A special issue of Biology (ISSN 2079-7737). This special issue belongs to the section "Microbiology".

Deadline for manuscript submissions: 30 October 2025 | Viewed by 7824

Special Issue Editors

Prof. Dr. Weiwei Wang

E-Mail Website
Guest Editor
Academy of National Food and Strategic Reserves Administration, Beijing 100037, China
Interests: probiotics; intestinal microbiome; intestinal barrier; intestinal innate immunity; probiotics-encapsulation technology; biotransformation of grain by-products
Dr. Yun Ji

E-Mail Website
Guest Editor
State Key Laboratory of Animal Nutrition and Feeding, College of Animal Science and Technology, China Agricultural University, Beijing 100193, China
Interests: nutrition; gut microbiota; IBD; NAFLD; intestinal barrier function
Special Issues, Collections and Topics in MDPI journals

Special Issue Information

Dear Colleagues,

The symbiotic relationship between the gut microbiota and the host imparts metabolic, immune, and intestinal protective functions to healthy individuals. This interaction is largely determined by factors such as nutritional status and lifestyle habits. Diet is a major driver in shaping the gut microecosystem, which provides selective growth advantages for specific species of bacteria. Long-term dietary intervention can regulate the composition and function of intestinal microbiota in both humans and animals.
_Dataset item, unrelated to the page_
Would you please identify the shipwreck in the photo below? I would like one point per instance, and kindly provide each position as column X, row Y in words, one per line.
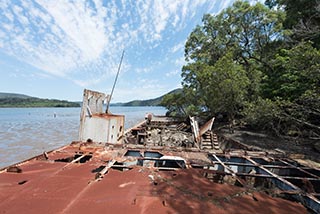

Simultaneously, the metabolic activity of gut microbes also has an important impact on host health and the metabolic phenotype of the host, which can be beneficial or harmful. Gut microbiota imbalance is closely related to the occurrence and development of chronic metabolic diseases, such as diabetes, obesity, inflammatory bowel disease, cardiovascular disease, depression, tumor, and so on. Therefore, it is vital to reveal the strain specificity that produces microbial metabolites, which will facilitate the identification and discovery of strains or specific metabolites for diseases for therapeutic purposes.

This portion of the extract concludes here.